No you can’t, unless you test it often. And if you do, you’ll find out that it works mostly, but at times it doesn’t. See my post linked above.

Edit:
Database recreate - It can be slow, sometimes finds issues, but it exists.

Yeah, it can take weeks and fail after that.

The main point of MY observations and questions here is based on the possibility of advanced ransomware, or someone with remote access, attacking the destination of the backups of the infected computer.

This is exactly why I’ve been asking for remote compact. It would allow the backup clients to work with create only access and without modify / delete permissions. Compaction would be done by secondary system with delete / modify access. Of course it would also reduce bandwidth needed, because there’s no need to download & re-upload data when compacting. But the primary aspect for that was security considerations. Anything which has been uploaded, can’t get deleted.

Of course you can do this also by having versioned backups of the backups. But the way above, would be slightly more elegant.

Interesting idea, but it would be a big design change. I think one of Duplicati’s strengths (and in some situations a weakness) is that the back end where data is stored is just dumb storage. There is no remote engine at all.

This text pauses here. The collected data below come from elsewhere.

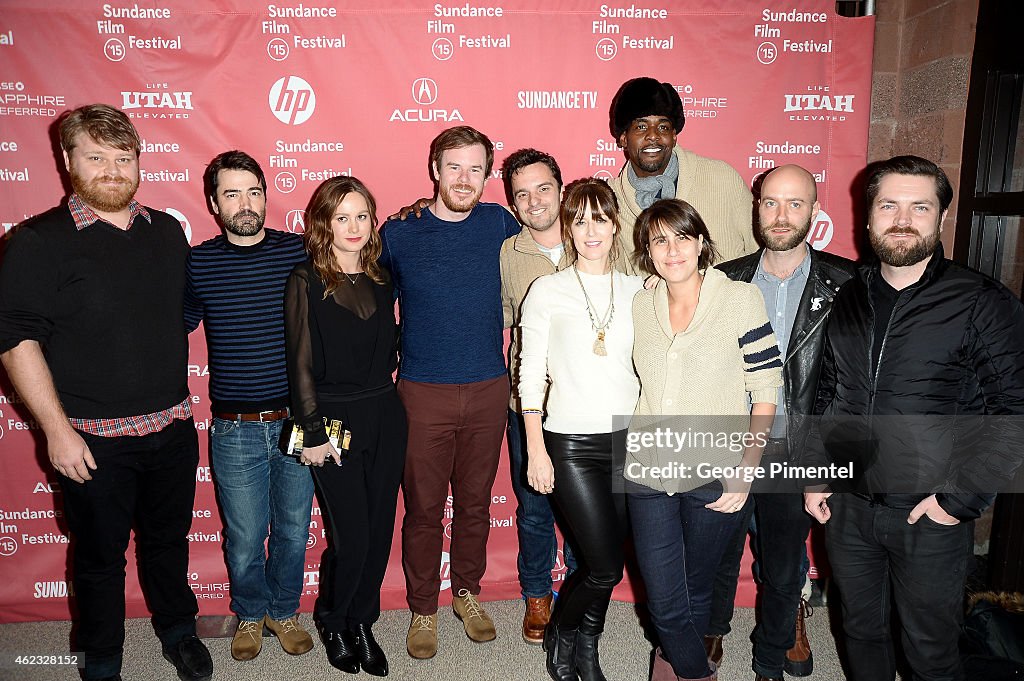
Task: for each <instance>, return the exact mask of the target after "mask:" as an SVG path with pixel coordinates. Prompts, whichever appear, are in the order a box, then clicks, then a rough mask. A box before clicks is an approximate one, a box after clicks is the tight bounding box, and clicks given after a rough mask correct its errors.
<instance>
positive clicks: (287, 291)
mask: <svg viewBox="0 0 1024 681" xmlns="http://www.w3.org/2000/svg"><path fill="white" fill-rule="evenodd" d="M376 210H377V206H376V203H375V201H374V198H373V195H371V194H370V190H369V189H367V187H366V185H364V184H362V182H360V181H359V180H357V179H355V178H354V177H334V178H331V179H329V180H327V181H326V182H324V183H323V184H321V185H319V186H318V187H316V190H315V191H314V193H313V196H312V198H311V199H310V200H309V205H308V206H307V207H306V217H305V236H304V239H305V245H306V252H307V253H308V254H309V260H308V261H307V262H305V263H302V264H300V265H297V266H296V267H295V269H294V270H293V271H292V274H291V276H290V278H289V280H288V286H287V289H286V294H285V331H286V342H287V349H288V375H289V384H290V387H291V393H292V412H293V415H294V417H295V421H296V423H297V424H298V425H299V426H300V427H301V428H302V431H303V445H304V449H303V450H302V453H301V461H302V462H303V463H305V464H307V465H311V466H313V468H312V471H313V478H314V480H315V481H316V487H317V490H318V492H319V498H321V503H322V507H323V510H324V515H325V517H326V518H327V522H328V526H329V529H330V543H329V547H328V549H327V550H326V551H325V552H324V556H323V558H322V561H321V582H319V596H318V598H317V599H316V605H315V609H314V619H315V621H316V625H317V628H318V629H319V631H321V637H322V639H323V641H324V645H325V647H326V648H327V654H328V661H329V662H330V663H331V665H332V666H334V667H336V668H338V669H340V670H342V671H345V672H348V673H351V674H354V673H357V672H358V671H359V668H360V667H361V668H362V670H364V671H365V672H367V673H369V674H373V675H375V676H387V673H388V666H387V658H386V657H385V656H384V652H383V650H381V648H380V646H379V645H378V644H377V641H375V640H374V636H373V632H372V631H371V626H372V625H373V624H374V623H375V622H377V619H378V618H379V616H380V588H381V583H382V582H383V581H384V570H385V568H386V567H387V562H388V554H389V552H390V549H391V536H392V533H393V528H394V514H395V505H396V503H397V494H398V484H399V482H400V481H401V471H402V467H403V465H404V460H406V436H407V424H406V412H404V410H403V409H402V406H401V402H400V401H399V399H398V395H397V393H396V392H395V389H394V381H393V380H392V374H393V373H394V370H395V366H396V361H397V358H396V345H397V343H396V339H397V327H396V325H395V318H394V302H393V298H392V293H391V283H390V281H389V278H388V273H387V271H386V270H384V269H382V268H381V267H380V266H379V265H378V264H377V258H378V257H379V256H380V252H381V241H380V237H379V236H378V233H377V215H376ZM325 419H327V420H329V421H330V420H332V419H338V420H340V421H342V422H343V423H344V427H345V428H346V429H347V430H349V431H351V433H352V435H351V442H350V444H349V449H348V451H347V452H344V451H342V452H339V451H338V450H337V449H335V446H334V445H333V444H332V443H331V442H330V440H329V439H328V433H327V430H326V428H325V425H324V420H325ZM339 446H340V445H339Z"/></svg>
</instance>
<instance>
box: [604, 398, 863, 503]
mask: <svg viewBox="0 0 1024 681" xmlns="http://www.w3.org/2000/svg"><path fill="white" fill-rule="evenodd" d="M749 425H750V417H748V416H742V417H703V416H701V417H671V418H666V417H656V418H654V419H651V418H650V417H637V418H636V419H634V420H633V423H632V425H631V427H630V429H629V432H628V433H627V435H626V448H625V449H626V452H625V456H624V462H623V465H624V474H625V478H626V479H627V480H630V481H633V482H637V483H640V484H646V485H649V484H651V483H652V482H653V483H655V484H656V485H657V486H665V487H667V488H669V487H671V488H675V490H678V491H686V490H692V488H695V487H699V486H702V485H705V484H708V483H709V482H712V481H715V480H719V481H722V482H728V481H733V480H735V481H742V482H745V483H755V482H757V481H766V482H776V483H777V482H778V481H790V482H793V484H791V485H785V486H790V487H791V488H793V487H794V485H796V484H797V483H798V482H803V481H807V480H809V479H852V478H853V469H854V466H853V463H852V462H850V463H846V464H835V463H829V464H826V465H821V466H807V465H799V464H797V463H796V462H794V461H792V460H791V459H790V457H787V456H785V457H780V458H773V457H772V456H771V455H772V450H771V446H770V440H769V437H768V435H767V434H766V433H752V432H749V431H748V430H746V428H748V427H749ZM752 448H757V449H761V450H765V451H766V455H767V456H766V457H765V458H764V459H763V460H762V461H761V465H759V466H753V465H743V461H742V457H743V453H744V452H745V451H746V450H749V449H752ZM759 486H760V485H759ZM768 486H771V487H777V486H778V484H770V485H768Z"/></svg>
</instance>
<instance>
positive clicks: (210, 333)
mask: <svg viewBox="0 0 1024 681" xmlns="http://www.w3.org/2000/svg"><path fill="white" fill-rule="evenodd" d="M265 231H266V237H265V238H264V239H263V240H262V241H261V242H260V243H258V244H256V245H254V246H245V247H243V246H236V245H233V244H231V243H230V242H228V241H227V239H225V238H224V236H223V235H218V236H217V237H214V238H213V239H211V240H209V241H206V242H203V243H202V244H200V245H199V246H197V247H195V248H194V249H193V250H191V254H190V255H189V256H188V264H187V268H186V284H185V313H184V314H185V329H187V330H188V331H189V332H190V331H195V329H196V328H197V327H198V326H199V323H200V322H203V323H204V327H205V329H206V343H207V350H208V357H209V364H210V399H211V401H212V402H213V411H214V412H236V413H250V412H259V411H263V410H272V409H283V408H285V407H287V406H288V370H287V368H286V365H285V320H284V299H285V283H286V282H287V281H288V275H289V274H290V273H291V271H292V269H293V268H294V267H295V265H296V264H298V263H300V262H304V261H305V260H306V253H305V249H304V248H303V245H302V238H301V237H299V236H298V235H293V233H289V232H286V231H278V230H275V229H266V230H265Z"/></svg>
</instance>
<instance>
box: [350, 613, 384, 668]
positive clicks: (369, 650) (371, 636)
mask: <svg viewBox="0 0 1024 681" xmlns="http://www.w3.org/2000/svg"><path fill="white" fill-rule="evenodd" d="M370 627H371V626H370V625H355V644H356V645H357V646H358V648H359V666H360V667H361V668H362V671H364V672H366V673H367V674H370V675H372V676H387V657H385V656H384V651H383V650H381V646H379V645H378V644H377V640H376V639H375V638H374V632H373V631H372V630H371V629H370Z"/></svg>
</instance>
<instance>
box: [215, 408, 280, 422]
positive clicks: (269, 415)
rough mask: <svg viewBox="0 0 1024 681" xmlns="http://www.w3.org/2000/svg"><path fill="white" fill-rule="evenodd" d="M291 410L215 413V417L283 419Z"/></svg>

If there WERE a remote engine, then Duplicati could talk to it instead of the remote storage. The remote engine would be responsible for writing data, handling compaction, pruning, etc. This is more along the design of CrashPlan. There are advantages and disadvantages to it.

I prefer Duplicati the way it is now - client software + dumb remote storage. I’m not having the issues you describe in that other thread, so maybe that is why I’m more confident in its current design.